Us (our thoughts on the area) – If you are looking for a low-key, tropical vacation with easy access from western Canada, Cabo is a pretty good choice (4.5 hr flight from Calgary). The diving was great and the weather was beautiful, but there really isn’t much in the way of sightseeing (although Howard did find what may be the “best view from a urinal” in the men’s washroom near the Cupcake Cafe at the resort)!
Restaurants – Breakfast was only served in the Don Diego restaurant and was the only buffet option, although Don Diego did do a buffet dinner on Christmas day (including turkey) which was very good. Given the pandemic, the breakfast buffet was not your traditional layout with multiple food stations, rather it was a reduced version with one counter of breakfast basics (eggs, bacon, sausage, hashbrowns, french toast, pancakes, omelettes) and was dished-up for you by staff behind the counter. Fruit and pasteries were available in individual cups set out on tables from which you could serve yourself. The Christmas buffet was a bit more elaborate as shown in the pictures below.
Lunch options were the Agave restaurant, which was part of the swim-up bar, or a pizzeria (which our boys ate at daily) by the pool closest to the beach. For dinner, the restaurants varied by cuisine (Emiliano’s Osteria – Italian / Tortuga Beach – Seafood / Agave – Steakhouse / Don Diego – Mexican) and none of the restaurants were opened every day. For example, Emiliano’s was only open Mondays through Wednesday. The Cupcake Cafe coffee shop was open daily serving (this will shock you) cupcakes and other pasteries, as well as a pretty decent cafe mocha along with other hot and cold coffee drinks. The food in general at the resort was okay, not outstanding but comparable to most all-inclusives, and we never went hungry.

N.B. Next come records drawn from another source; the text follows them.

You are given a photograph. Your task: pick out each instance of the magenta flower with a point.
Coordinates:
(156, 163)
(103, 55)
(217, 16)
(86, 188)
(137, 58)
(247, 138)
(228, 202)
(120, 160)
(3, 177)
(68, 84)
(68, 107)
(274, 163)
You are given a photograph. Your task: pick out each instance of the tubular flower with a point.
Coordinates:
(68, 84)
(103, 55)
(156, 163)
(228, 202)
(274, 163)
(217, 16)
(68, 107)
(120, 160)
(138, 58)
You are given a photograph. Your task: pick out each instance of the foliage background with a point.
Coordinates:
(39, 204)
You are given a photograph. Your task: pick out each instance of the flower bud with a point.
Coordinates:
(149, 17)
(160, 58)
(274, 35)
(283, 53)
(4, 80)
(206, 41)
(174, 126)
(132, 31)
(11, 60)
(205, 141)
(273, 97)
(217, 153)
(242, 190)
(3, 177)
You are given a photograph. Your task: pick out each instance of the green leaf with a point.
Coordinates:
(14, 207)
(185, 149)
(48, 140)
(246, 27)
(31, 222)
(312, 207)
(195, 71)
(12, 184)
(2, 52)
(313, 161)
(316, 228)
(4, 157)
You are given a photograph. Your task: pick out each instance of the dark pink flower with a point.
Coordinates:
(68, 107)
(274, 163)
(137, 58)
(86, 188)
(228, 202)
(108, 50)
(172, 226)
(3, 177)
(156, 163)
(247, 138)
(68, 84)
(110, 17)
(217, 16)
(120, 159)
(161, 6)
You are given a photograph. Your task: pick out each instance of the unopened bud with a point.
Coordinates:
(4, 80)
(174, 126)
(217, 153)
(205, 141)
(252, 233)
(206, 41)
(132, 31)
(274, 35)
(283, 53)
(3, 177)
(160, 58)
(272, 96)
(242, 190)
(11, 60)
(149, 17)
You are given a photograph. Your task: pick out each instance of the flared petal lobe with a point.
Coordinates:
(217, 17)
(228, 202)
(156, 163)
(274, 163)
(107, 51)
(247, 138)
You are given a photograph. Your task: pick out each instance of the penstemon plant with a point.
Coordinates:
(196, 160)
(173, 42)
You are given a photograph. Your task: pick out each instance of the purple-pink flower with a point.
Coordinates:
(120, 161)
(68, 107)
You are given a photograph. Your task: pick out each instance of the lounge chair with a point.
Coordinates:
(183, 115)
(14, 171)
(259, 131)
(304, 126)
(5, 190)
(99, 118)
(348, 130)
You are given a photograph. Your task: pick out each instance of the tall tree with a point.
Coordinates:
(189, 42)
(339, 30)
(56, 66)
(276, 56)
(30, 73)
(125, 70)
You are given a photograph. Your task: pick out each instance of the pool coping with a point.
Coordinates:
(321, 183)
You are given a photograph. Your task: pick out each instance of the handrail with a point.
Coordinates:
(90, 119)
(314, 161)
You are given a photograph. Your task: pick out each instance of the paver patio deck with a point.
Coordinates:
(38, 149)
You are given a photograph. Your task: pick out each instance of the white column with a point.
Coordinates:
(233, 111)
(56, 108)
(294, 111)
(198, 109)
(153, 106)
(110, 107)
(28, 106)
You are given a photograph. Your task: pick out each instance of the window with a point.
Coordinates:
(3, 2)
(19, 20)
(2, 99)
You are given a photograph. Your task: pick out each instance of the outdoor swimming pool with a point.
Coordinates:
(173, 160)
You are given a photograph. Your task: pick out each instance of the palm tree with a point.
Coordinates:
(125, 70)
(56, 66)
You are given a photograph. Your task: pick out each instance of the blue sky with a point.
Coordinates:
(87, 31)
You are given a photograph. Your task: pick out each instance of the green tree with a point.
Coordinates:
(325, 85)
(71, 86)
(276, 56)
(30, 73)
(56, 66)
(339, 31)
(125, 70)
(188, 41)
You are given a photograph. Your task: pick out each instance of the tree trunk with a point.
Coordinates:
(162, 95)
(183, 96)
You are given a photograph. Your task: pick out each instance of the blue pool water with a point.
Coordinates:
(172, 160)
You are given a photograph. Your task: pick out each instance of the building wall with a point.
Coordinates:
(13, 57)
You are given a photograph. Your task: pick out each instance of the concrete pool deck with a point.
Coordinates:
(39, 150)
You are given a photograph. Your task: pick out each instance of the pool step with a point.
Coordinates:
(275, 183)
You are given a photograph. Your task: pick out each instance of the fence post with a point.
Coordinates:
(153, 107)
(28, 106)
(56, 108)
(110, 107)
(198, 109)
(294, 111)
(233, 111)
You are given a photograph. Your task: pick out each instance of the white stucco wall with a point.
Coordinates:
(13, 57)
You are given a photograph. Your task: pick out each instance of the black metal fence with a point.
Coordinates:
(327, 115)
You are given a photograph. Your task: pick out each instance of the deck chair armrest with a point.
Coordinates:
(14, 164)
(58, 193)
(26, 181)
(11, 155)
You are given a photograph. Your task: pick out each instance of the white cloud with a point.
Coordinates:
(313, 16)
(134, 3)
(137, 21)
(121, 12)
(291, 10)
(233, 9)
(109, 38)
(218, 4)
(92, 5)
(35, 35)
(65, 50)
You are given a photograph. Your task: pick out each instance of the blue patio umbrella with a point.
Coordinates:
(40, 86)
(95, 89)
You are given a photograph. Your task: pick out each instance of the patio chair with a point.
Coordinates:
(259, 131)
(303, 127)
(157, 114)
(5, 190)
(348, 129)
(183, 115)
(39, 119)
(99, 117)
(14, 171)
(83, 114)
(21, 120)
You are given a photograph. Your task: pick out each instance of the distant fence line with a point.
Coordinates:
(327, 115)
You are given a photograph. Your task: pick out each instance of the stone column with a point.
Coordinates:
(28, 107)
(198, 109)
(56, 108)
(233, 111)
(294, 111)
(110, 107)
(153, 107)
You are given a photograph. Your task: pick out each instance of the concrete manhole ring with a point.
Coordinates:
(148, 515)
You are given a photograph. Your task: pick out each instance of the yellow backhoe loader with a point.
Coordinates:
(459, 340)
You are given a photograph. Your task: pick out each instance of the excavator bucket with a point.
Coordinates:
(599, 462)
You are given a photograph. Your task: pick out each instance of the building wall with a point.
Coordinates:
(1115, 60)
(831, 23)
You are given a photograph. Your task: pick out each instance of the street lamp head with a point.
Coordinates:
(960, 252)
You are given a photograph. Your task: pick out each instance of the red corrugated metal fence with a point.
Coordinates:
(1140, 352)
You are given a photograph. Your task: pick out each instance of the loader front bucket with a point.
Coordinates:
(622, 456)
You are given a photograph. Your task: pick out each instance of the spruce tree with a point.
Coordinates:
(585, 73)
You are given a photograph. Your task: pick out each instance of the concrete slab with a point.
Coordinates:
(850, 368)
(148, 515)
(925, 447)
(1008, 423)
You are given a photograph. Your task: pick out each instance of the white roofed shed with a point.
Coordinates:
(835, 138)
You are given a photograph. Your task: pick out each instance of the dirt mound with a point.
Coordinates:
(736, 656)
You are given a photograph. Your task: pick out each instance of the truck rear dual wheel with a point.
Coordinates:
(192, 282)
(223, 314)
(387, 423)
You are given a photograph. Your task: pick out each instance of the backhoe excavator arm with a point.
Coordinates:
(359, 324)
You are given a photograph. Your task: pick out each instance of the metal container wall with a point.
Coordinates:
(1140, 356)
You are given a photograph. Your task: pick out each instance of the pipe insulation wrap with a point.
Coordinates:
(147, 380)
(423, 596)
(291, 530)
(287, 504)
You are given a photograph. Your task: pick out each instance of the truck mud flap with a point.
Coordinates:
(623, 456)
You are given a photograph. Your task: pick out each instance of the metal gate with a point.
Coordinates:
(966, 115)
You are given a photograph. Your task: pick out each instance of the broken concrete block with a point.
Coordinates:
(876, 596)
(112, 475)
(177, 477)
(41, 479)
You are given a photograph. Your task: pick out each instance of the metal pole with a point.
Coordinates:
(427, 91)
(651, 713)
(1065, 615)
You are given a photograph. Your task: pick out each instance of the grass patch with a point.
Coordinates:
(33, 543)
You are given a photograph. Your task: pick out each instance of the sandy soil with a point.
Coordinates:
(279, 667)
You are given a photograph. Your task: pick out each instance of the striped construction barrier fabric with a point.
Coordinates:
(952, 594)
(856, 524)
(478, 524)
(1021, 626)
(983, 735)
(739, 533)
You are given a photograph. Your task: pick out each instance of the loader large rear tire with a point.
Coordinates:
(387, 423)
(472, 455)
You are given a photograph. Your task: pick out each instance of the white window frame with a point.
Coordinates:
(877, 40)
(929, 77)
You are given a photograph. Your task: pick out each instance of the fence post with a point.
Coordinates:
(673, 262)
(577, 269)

Speech – Most everyone we interacted with spoke English but the following are definitely useful words to remember:
- Hola – Hello;
- Buenos Dias – Good Morning;
- Buenas Noches – Good Night;
- Gracias pronounced grahs/yahs (not grassy ass!) – Thank You;
- Perfecto – an informal alternative to gracias;
- Da Nada – You’re Welcome;
- Uno, Dos, Tres, Cuatro – One, Two, Three, Four (no matter how hard I tried I kept saying cuatro when I meant tres);
- Lo Siento – Sorry (we’re Canadian we need to know how to say sorry in every language)!